Posted on: 30 May 2023

It’s official: after protracted negotiations, the inclusion of maritime transport in the EU Emissions Trading System (ETS) now forms part of EU law, say HFW’s Partner Alessio Sbraga and Associates Joseph Malpas and Joahanna Ohlman, the authors of the below briefing issued by legal firm HFW.

Emissions from maritime transport will be included from 1 January 2024 onwards. In this briefing and accompanying factsheet, HFW sets out the key features of the EU ETS, and explore the potential implications facing the main stakeholders in both the physical transport chain and the ship management sector.

The EU ETS is a mandatory ‘cap and trade’ system that currently applies to greenhouse gas (GHG) emissions from power stations, industrial plants and aircraft located or operated within the EU. Participants must acquire and surrender ‘emissions allowances’ (EUAs), which represent quantities of regulated emitted GHGs on an annual basis. EUAs can be freely traded in the emissions marketplace.

On 25 April 2023, EU legislators finally confirmed that specified GHG emissions from maritime transport will be included in the EU ETS from 1 January 2024 onwards. On 16 May 2023, amendments to both the EU ETS Directive (2003/87/EC) and the Monitoring, Reporting and Verification (MRV) Regulation (2015/757) were formally adopted as EU law.

As regular readers will know, it has taken a long time to get to this point: from initial approval by the European Parliament to include maritime transport’s emissions in the EU ETS (and the public consultation phase) in 2020, to the European Commission’s initial proposal in July 2021 (as part of the EU’s broader ‘Fit for 55’ package of legislation), to the subsequent rounds of amendments proposed by the European Parliament. Over this legislative process, certain themes have remained consistent, whilst others have either been modified or dropped.

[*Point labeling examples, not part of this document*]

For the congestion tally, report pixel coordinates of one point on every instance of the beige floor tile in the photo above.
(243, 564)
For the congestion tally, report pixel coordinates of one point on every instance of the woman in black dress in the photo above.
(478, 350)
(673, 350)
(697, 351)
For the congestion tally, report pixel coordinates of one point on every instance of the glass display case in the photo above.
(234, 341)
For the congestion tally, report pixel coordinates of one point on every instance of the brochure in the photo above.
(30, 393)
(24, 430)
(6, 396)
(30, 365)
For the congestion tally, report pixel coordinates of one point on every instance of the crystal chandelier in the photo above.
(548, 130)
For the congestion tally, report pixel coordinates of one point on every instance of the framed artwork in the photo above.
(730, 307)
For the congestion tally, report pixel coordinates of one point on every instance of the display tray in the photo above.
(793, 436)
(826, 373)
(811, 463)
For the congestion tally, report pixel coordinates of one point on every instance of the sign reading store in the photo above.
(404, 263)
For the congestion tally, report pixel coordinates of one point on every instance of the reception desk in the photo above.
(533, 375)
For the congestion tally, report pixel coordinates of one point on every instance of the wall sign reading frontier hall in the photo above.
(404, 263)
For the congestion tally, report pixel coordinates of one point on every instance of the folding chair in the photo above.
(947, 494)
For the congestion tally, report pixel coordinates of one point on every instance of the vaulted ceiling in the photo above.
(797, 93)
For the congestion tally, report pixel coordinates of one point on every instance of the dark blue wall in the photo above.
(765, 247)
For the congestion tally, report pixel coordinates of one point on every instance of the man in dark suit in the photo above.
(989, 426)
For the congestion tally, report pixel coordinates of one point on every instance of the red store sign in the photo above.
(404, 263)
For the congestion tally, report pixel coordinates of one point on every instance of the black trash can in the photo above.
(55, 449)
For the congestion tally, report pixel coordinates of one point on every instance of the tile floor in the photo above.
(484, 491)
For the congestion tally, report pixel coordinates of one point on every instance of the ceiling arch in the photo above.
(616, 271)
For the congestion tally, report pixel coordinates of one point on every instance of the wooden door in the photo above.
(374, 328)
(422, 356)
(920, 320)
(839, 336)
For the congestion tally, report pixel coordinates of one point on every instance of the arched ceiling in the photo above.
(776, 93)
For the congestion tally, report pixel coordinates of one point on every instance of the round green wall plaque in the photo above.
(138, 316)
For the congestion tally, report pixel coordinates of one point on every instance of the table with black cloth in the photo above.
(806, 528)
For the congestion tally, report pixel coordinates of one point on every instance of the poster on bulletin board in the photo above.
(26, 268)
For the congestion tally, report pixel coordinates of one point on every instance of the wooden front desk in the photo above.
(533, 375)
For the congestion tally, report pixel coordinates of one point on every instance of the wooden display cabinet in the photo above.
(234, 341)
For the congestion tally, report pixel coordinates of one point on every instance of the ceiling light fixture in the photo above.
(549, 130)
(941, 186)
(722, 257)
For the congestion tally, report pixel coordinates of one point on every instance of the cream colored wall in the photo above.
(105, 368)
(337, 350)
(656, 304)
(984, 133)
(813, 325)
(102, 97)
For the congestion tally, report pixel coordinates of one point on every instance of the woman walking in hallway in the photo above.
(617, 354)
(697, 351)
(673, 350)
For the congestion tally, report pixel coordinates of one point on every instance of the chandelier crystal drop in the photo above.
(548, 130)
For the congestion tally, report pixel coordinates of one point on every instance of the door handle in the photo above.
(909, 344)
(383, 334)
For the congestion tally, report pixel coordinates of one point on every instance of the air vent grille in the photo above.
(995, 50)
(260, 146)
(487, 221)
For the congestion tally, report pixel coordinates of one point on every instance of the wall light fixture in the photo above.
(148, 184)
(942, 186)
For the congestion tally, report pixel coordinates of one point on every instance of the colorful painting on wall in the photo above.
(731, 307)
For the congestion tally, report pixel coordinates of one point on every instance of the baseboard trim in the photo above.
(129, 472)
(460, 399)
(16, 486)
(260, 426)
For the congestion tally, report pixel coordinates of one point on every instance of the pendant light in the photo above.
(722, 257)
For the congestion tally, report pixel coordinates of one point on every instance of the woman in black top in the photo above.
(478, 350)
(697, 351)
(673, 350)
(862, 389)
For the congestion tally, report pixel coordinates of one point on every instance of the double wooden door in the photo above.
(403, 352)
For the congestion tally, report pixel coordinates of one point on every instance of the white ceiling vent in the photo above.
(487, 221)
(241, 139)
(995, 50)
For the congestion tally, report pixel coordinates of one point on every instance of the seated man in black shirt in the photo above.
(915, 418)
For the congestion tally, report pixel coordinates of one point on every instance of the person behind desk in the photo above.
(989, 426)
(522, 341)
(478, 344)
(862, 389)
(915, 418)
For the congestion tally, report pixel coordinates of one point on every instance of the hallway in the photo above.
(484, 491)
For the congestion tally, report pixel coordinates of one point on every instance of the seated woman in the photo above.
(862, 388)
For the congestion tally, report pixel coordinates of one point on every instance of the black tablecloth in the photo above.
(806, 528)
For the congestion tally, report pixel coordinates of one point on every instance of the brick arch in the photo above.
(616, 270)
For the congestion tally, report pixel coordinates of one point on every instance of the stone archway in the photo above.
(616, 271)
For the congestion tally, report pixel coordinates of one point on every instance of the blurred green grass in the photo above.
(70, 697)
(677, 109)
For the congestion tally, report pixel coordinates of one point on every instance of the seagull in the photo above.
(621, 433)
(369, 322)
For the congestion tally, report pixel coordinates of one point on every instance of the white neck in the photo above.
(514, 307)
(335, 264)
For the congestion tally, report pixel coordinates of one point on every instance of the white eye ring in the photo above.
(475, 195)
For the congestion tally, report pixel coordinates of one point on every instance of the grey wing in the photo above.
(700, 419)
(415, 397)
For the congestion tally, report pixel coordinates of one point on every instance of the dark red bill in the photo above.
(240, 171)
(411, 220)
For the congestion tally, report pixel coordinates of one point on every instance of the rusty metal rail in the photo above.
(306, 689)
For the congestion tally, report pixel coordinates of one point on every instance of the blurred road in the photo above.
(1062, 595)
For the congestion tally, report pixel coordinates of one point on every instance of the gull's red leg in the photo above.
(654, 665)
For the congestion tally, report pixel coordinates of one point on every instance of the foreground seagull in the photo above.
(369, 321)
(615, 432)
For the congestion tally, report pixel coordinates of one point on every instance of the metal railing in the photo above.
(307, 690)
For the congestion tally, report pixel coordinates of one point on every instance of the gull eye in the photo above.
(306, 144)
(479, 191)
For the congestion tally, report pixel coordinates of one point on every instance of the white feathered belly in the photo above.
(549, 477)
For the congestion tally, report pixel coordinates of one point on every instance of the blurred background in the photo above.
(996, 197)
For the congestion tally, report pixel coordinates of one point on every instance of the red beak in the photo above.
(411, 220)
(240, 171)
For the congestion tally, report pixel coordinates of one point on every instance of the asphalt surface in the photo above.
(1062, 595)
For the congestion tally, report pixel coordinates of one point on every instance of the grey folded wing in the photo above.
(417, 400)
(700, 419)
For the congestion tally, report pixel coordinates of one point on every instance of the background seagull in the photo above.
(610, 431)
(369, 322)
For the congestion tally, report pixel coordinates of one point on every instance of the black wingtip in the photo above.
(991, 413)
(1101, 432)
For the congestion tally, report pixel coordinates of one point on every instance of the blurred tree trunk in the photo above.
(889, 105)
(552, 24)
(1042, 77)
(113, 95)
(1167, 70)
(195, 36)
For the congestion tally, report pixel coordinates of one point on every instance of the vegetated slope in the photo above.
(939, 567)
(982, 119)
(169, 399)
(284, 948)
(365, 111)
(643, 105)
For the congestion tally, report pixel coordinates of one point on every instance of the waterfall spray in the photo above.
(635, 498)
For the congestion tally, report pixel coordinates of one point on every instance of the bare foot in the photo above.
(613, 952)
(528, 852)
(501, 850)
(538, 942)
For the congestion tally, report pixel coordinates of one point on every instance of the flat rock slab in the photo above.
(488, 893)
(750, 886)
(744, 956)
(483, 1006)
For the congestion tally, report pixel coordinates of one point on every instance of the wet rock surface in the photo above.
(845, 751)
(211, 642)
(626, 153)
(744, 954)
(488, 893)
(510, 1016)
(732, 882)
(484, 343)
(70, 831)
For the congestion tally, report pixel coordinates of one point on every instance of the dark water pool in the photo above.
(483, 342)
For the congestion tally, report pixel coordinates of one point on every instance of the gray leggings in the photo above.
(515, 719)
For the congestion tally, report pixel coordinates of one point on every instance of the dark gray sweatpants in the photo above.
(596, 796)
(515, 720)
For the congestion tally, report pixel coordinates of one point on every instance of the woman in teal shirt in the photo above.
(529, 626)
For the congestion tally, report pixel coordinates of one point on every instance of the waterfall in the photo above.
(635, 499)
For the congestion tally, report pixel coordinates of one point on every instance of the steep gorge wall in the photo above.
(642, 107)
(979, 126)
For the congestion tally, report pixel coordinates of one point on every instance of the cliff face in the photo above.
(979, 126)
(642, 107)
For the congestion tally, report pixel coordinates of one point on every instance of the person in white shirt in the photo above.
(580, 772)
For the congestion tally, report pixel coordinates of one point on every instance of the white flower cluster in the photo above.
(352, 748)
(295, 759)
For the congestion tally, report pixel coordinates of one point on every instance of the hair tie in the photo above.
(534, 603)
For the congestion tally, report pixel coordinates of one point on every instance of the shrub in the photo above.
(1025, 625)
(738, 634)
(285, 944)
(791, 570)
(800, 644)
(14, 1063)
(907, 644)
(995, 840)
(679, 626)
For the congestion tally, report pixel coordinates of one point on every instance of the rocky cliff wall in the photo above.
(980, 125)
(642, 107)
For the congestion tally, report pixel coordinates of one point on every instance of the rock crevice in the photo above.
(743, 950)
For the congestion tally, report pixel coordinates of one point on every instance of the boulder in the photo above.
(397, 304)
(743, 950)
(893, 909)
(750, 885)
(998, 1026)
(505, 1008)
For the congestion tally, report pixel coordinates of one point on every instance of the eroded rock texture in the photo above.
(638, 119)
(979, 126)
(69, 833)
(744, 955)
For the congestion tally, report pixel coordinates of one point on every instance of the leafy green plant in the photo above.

With the legislative framework now in final form, HFW has prepared a factsheet which analyses the key features of the EU ETS, along with the potential implications and challenges facing the maritime transport sector.

At the outset, however, it is important to emphasise that the amended ETS Directive and MRV Regulation do not provide all the answers regarding the operation of the EU ETS for maritime transport and continued vigilance is required.

  1. Whilst the legislation has been finalised, there still remain important steps which the European Commission needs to take in order for the EU ETS to work in practice. Primarily, this involves identifying which ‘shipping companies’ are to be responsible for overall compliance with the EU ETS and the neighbouring (non-EU) container transhipment ports which will be excluded from the definition of ‘port of call’.
  2. Careful consideration also needs to be given to how amendments to the MRV Regulation will apply in practice to the monitoring, reporting and verification of aggregate emissions on a vessel and shipping company basis. This will, by extension, impact EU ETS liability.
  3. It must also be borne in mind that whilst many of the challenges thrown up by the EU ETS will centre on the allocation of risk and responsibility between parties to physical transport contracts, it could also have a significant impact on ship managers. Careful consideration and review of ship management agreements will likely be required.

Parties should also remain mindful of the separate FuelEU Maritime initiative, recently agreed between the European Commission and European Parliament. Whilst the final draft legislation is awaited, it is understood that FuelEU Maritime will require vessels above 5,000 GT (with exceptions) to gradually reduce the GHG intensity of the energy used on board (measured via reported fuel consumption and fuel emission factors on a well-to-wake basis), compared to a 2020 baseline.  The measures, subject to formal approval (anticipated later this year), are expected to apply from 2025, and could potentially have significant commercial and contractual implications for maritime transport across the board, including for fuel suppliers and port operators. Quite simply, watch this space.